I want to raise a question about how we perceive our own identity as individuals and as communities.  The theme of individualism is quite present in our culture at the moment.  While I do believe in the importance of individual responsibility and initiative, I wonder why cultures, including our own, find it difficult -- collectively -- to live in a way that is responsible to and for the other.  How do we move toward fully embracing the principle of love of neighbor?

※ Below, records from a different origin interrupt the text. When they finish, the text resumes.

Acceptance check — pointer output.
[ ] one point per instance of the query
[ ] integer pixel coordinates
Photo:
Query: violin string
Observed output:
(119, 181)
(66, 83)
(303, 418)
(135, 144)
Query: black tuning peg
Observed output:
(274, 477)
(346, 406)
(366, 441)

I think I need to read a bit of Reinhold Niebuhr's Moral Man and Immoral Society.  Written in 1931, it seems to offer wisdom that speaks to us today.  In the introduction to that book (as found  reprinted in     Reinhold Niebuhr: Theologian of Public Life (Making of Modern Theology)edited by Larry Rasmussen), Niebuhr writes:

   Individual men may maybe moral in the sense that they are a able to consider interests other than their own in determining problems of conduct, and are capable,  on occasion, of preferring the advantages o others to their own.  They are endowed by nature with a measure of sympathy and consideration for their kind, the breadth of which may be extended by an astute pedagogy.  Their rational faculty prompts them to a sense of justice which educational discipline may refine and and purge of egoistic elements  until they are able to view a social situation, in which their own interests may be involved, with a fair measure of objectivity.  But all these achievements are more difficult, if not impossible, for human societies and social groups.  In every human group there is less reason to guide and to check impulse, less capacity for self-transcendence, less ability to comprehend the needs of others and therefore more unrestrained egoism than the individuals, who compose the group, reveal in their personal relationships. (pp. 46-47).   

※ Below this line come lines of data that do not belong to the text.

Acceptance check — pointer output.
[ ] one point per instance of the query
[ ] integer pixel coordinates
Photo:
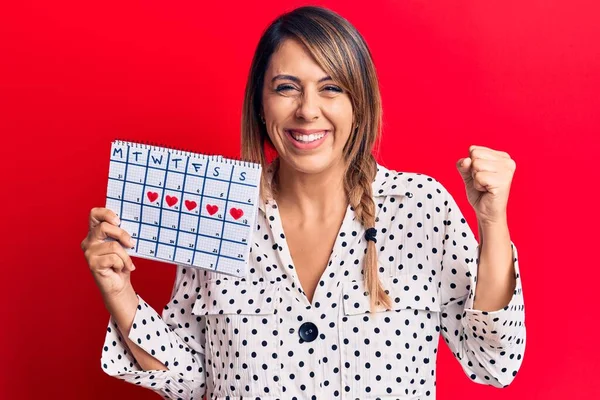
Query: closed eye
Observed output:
(282, 88)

 Our problem -- we often don't perceive this group influence and thus don't know how to check it.  Thus, libertarianism may work in small homogeneous contexts, but not in much larger, diverse contexts.  So, how do we address this reality?


VC said…
I wanted to share this book with you. As a Christian historian I wondered what you thought of Lawrence Goudge's new book Cover Up: How the Church Silenced Jesus's True Heirs? Goudge proposes that the Jewish followers of Jesus preserved the beliefs and practices of the original apostles: Peter, James and John. Therefore, the true heretics were those who created the new religion of the dying God (anathema to Peter James and John). Cover-Up: How the Church Silenced Jesus's True Heirs exposes the church's hypocrisy in first silencing those who truly followed Jesus and then exterminating them, just as they did the Cathars.  I just learned of a new book – Cover Up: How the Church Silenced Jesus's True Heirs by Lawrence Goudge. I found it here Let me know what you think of it.
Robert Cornwall said…
I looked it up on Amazon. There was a group of largely Jewish Christians who continued to exist for sometime into the 2nd century CE and maybe longer. There was no cover up, there was a split and by the middle of the 2nd century the Jewish Christian group had largely died out. Though you could make a case for Islams as the logical heirs -- Robert Wright Evolution of God makes that suggestion. As for the author, he has a bachelor's degree in something. The book is self-published, thus not vetted by any scholarly groups. But, there was no cover up. This is just one more attempt to sell books on "alternative" theories.